Family by Alejandro Cruz

Does anyone here know about dream interpretation?

I would check online but I’m kind of weary of their vague “accuracy.” That and I guess I would prefer some human insight…

There has been one reoccurring dream that has followed me throughout my childhood. As a New Year’s Resolution, of sorts, I’d like to make some sense of it, rather than just putting it out of my mind like my father tells me to. He says dreams are just bursts of random sensations and that they hold no weight in the world around us. I want to believe he is right, but my dream seems too structured to be ignored. It frightens me and leaves me with unshakable feelings of apprehension and premonition. I would greatly appreciate anyone’s help to make sense of it all.

Before I begin, I think it would be appropriate for a little background as it might help you understand why my dream is so strange.

I am an only child. My mother died in childbirth; this left my father the sole responsibility of providing for me. God, I wish I had known more about her. According to what my father says she was undoubtedly the most beautiful woman he had ever known. He says I have inherited most of her features which probably explains why I look almost nothing like him. My father is a very big man and the strongest person I’ve ever known. I have a faint memory of him pushing a tree down with his bare hands, though looking back now it was probably the product of a young and overactive imagination. Sometimes I have a hard time telling the two apart, dreams and memories…

My father is actually a very affectionate man. He often holds me like he did back when I was young. This may seem a bit weird to some being that I am now 18 years old, but I never really saw anything strange about a father still wanting to cradle his child. I guess in his eyes I will always be his little boy.

He is also very overprotective of me. He limits where I go and how long I stay there. The fact that I am seldom allowed to spend time with friends causes any possible relationship outside of home to fade quickly. When I ask about my cousins, aunts and uncles, my father’s responses often vary from “Oh, we lost contact.” to “Who cares?” depending on whether or not he’s sober at the time. Needless to say I was often very lonely growing up. Maybe this is what has led to the crazy thoughts I’ve been having lately.

The dream in question has been around for as long as I can remember. Initially, it would resurface every now and then but its frequency has increased throughout the years to the point that it is all I dream about. It always starts out the same. My bed dissolves and I plunge into the darkness of my eyelids. This leaves me with an uncertain sensation of falling, floating, and rising all at the same time. After a few minutes of being suspended, my body shivers and I shrink smaller and smaller until…

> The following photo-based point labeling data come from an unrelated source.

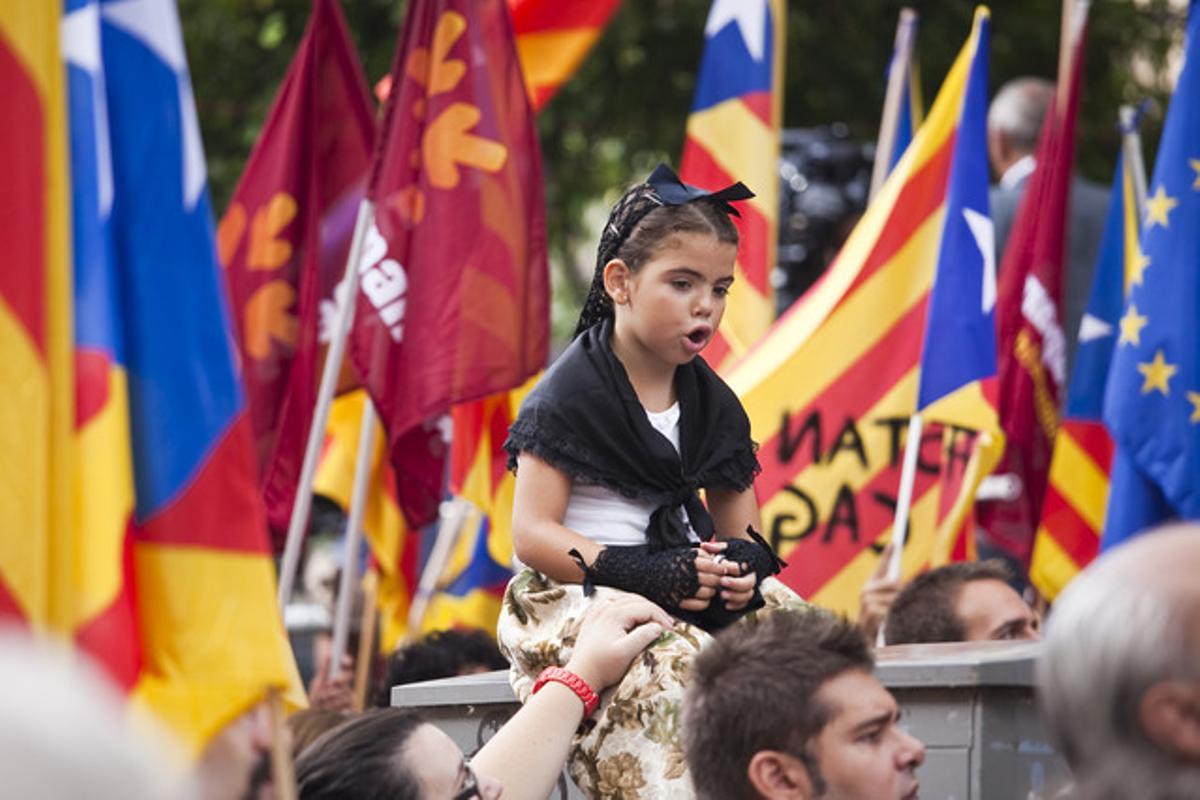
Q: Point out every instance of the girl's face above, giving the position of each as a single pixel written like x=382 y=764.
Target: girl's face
x=670 y=308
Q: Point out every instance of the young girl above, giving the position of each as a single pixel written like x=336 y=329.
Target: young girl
x=611 y=449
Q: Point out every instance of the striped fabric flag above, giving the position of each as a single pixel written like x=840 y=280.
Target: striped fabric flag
x=831 y=389
x=36 y=386
x=395 y=547
x=481 y=564
x=1152 y=398
x=733 y=134
x=552 y=38
x=162 y=567
x=1073 y=511
x=1032 y=341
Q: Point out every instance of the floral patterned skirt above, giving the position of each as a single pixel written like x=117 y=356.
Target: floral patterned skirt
x=630 y=749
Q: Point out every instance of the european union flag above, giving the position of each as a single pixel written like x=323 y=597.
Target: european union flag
x=960 y=330
x=1152 y=401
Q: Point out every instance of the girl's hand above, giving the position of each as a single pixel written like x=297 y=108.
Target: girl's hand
x=737 y=589
x=709 y=573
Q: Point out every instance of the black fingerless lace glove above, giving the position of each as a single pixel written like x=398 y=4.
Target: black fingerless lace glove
x=667 y=577
x=754 y=555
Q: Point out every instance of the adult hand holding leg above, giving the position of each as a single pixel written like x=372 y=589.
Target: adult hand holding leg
x=528 y=753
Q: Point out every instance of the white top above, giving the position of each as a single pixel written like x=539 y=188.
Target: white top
x=607 y=517
x=1018 y=172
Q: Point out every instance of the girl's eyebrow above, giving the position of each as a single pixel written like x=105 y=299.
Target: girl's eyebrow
x=695 y=274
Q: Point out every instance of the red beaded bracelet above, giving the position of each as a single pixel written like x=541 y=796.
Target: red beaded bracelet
x=574 y=683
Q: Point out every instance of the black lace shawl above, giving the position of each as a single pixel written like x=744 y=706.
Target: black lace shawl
x=585 y=419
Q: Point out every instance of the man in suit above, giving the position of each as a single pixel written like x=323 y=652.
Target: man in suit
x=1014 y=124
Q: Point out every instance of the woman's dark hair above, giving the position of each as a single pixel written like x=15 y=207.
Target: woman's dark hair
x=441 y=654
x=361 y=759
x=637 y=227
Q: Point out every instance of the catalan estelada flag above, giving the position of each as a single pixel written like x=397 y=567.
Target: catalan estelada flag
x=733 y=136
x=552 y=37
x=831 y=389
x=1152 y=398
x=1078 y=491
x=162 y=569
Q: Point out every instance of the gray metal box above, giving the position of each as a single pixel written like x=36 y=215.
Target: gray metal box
x=972 y=704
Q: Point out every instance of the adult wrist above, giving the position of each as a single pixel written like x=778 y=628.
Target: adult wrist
x=573 y=681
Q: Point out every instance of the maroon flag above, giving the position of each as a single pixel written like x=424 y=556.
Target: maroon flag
x=1031 y=338
x=453 y=286
x=286 y=236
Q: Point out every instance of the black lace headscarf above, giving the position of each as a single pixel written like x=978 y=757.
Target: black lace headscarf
x=645 y=216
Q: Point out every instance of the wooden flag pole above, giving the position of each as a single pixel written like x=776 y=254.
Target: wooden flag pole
x=282 y=769
x=1131 y=143
x=353 y=539
x=1074 y=17
x=898 y=74
x=443 y=547
x=333 y=368
x=904 y=499
x=365 y=655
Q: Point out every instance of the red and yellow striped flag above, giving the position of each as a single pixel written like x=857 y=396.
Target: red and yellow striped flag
x=733 y=134
x=831 y=389
x=552 y=37
x=394 y=546
x=36 y=400
x=1077 y=494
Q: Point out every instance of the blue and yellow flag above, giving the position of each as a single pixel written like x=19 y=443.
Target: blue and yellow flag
x=1152 y=403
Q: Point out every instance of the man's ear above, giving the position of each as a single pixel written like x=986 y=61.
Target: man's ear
x=617 y=276
x=1170 y=715
x=779 y=776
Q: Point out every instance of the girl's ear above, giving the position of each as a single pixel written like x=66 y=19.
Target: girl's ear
x=617 y=276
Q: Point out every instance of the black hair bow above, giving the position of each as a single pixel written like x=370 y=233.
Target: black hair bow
x=673 y=191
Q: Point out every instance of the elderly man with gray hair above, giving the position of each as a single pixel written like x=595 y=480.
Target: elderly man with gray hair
x=1121 y=671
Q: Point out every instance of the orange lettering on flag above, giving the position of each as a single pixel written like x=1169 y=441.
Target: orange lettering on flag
x=268 y=319
x=448 y=143
x=267 y=250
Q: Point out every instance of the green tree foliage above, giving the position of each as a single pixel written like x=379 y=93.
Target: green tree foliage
x=627 y=107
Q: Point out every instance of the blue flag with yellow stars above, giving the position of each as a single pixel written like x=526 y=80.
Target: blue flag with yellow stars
x=1152 y=400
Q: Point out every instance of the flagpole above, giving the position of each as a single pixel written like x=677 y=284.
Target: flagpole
x=1131 y=142
x=898 y=74
x=303 y=503
x=353 y=537
x=904 y=499
x=448 y=536
x=1074 y=16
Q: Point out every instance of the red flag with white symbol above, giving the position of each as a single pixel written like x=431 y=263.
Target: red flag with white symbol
x=285 y=238
x=451 y=288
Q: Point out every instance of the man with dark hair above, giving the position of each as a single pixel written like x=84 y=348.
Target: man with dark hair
x=789 y=708
x=441 y=654
x=967 y=601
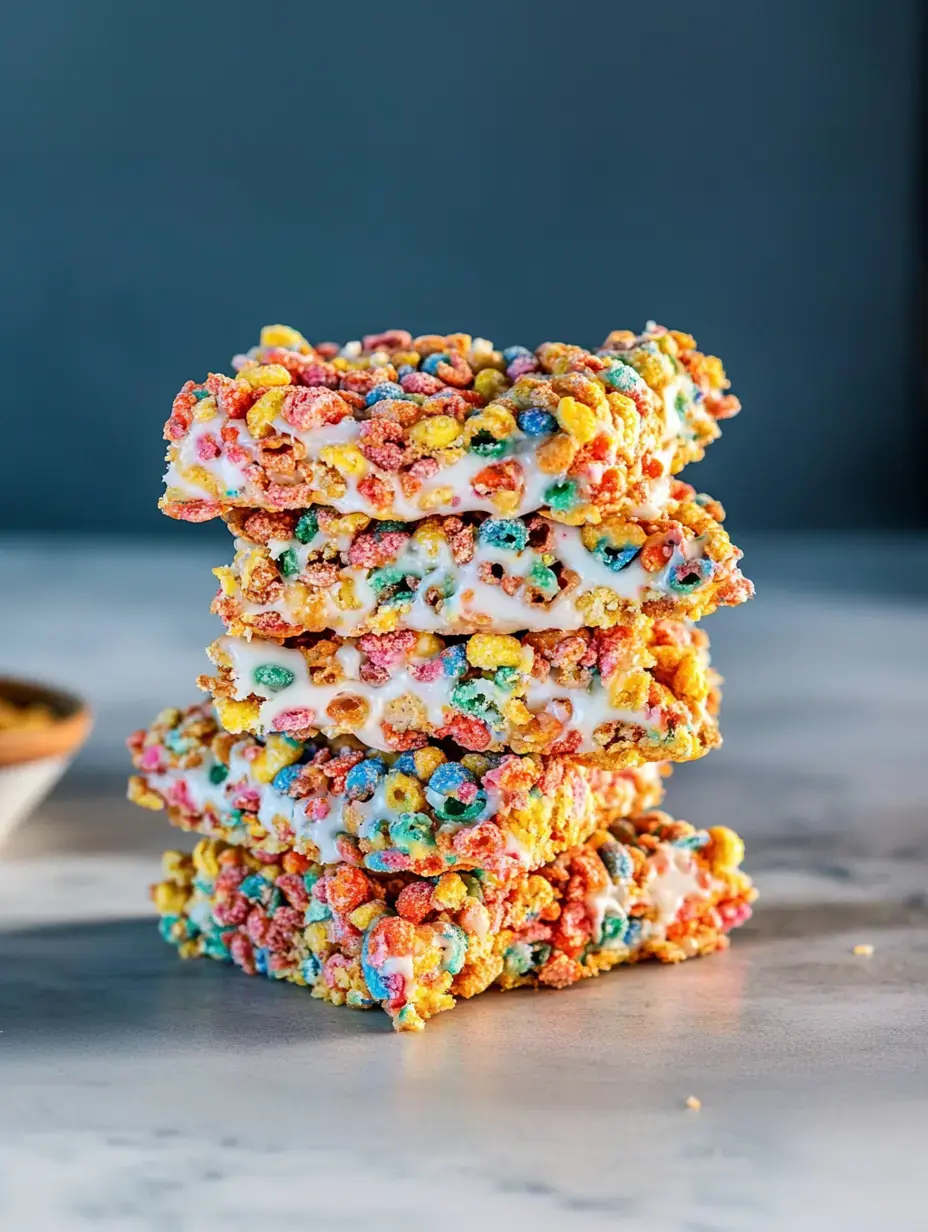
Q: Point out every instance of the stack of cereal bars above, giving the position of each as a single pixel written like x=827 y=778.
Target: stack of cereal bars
x=460 y=656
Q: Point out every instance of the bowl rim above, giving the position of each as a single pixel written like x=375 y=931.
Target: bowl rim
x=63 y=736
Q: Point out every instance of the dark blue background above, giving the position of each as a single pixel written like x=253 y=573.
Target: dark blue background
x=181 y=171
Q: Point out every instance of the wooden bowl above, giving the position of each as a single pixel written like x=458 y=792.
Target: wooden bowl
x=33 y=759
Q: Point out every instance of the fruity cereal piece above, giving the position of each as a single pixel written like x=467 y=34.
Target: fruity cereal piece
x=618 y=696
x=643 y=887
x=305 y=572
x=423 y=811
x=393 y=428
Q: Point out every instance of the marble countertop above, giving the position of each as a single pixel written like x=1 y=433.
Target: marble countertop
x=141 y=1093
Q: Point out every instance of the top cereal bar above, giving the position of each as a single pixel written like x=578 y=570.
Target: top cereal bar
x=396 y=426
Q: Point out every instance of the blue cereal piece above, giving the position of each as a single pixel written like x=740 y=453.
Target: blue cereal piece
x=361 y=780
x=690 y=575
x=411 y=830
x=454 y=662
x=618 y=861
x=386 y=389
x=536 y=421
x=614 y=556
x=285 y=779
x=504 y=532
x=431 y=362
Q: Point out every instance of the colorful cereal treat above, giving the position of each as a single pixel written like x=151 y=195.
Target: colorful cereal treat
x=420 y=812
x=305 y=572
x=396 y=426
x=648 y=887
x=615 y=696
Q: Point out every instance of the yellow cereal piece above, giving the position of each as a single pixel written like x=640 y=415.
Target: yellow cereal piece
x=139 y=795
x=436 y=431
x=427 y=761
x=630 y=691
x=205 y=858
x=428 y=646
x=345 y=596
x=725 y=850
x=577 y=419
x=403 y=794
x=205 y=410
x=197 y=476
x=450 y=892
x=491 y=382
x=429 y=537
x=284 y=335
x=364 y=915
x=505 y=502
x=436 y=498
x=348 y=525
x=261 y=414
x=494 y=651
x=383 y=621
x=615 y=531
x=316 y=939
x=237 y=716
x=277 y=753
x=555 y=456
x=169 y=899
x=265 y=375
x=496 y=420
x=516 y=712
x=346 y=460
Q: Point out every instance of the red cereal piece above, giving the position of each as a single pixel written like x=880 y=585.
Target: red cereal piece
x=414 y=901
x=346 y=888
x=313 y=407
x=233 y=398
x=376 y=492
x=500 y=477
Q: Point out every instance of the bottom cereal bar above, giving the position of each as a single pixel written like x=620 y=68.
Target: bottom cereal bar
x=648 y=887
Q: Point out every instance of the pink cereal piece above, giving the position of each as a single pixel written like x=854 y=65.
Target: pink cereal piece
x=427 y=672
x=420 y=382
x=467 y=792
x=313 y=407
x=293 y=720
x=237 y=453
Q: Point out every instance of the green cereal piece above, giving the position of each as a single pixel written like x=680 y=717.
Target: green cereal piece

I’m a kid again and I am alone in bed, in a room that feels strangely familiar. Everything is fuzzy. Sounds resonate as if I were inside of a bubble. I hear footsteps coming from down the hallway and smile to see a man and a woman at the door way; people that I never remember meeting. The woman is beautiful and has long and wavy brown hair like me. The man has a kind face and has short black hair.

The man beckons me to run to his arms and I do so excitedly. I can’t explain it, but I know them. I feel like they could be some forgotten close relatives or something. I smile in the man’s loving embrace.

The hazy reality around me stabilizes and even sharpens its details, colors brighten, and I come to the realization that this woman may be my deceased mother but my father is nowhere to be seen. Seeing my mother alive is very puzzling. The dream then flashes to a brief scene of me in my backyard playing freeze tag with some kids while a swarm of adults sit nearby talking and drinking. It is there far in the sea of faces where I see my father almost out of sight, standing behind some trees at the opening of a forest. He is not laughing like the others. He looks like he is hiding. He’s concentrating hard on something. I pinpoint his gaze and realize that he is staring at the woman who could be my mother, who is now dancing with the man from before. I hear my heart pound from inside my chest; it beats much like a ritual drum, faster and faster until I pass out. There is a period of silence.

I am back in bed and it is dark. The ceiling fan whirls around my head. It is then when I hear creaking in the distance, creaking, then, footsteps. My father emerges from the blackness and takes me into his arms. He smiles with both eyes closed as if he is in bliss; then quietly carries me back out of the room. His arms strengthen their grip tighter and tighter until the darkness once again greets me, smothers me in its cold embrace. It is there where my dream ends.

It is probably nothing, but I’d like to know the significance of dreaming of something that couldn’t have happened.

Please get back to me whenever it is convenient for you, I have to leave for a while but will be back soon.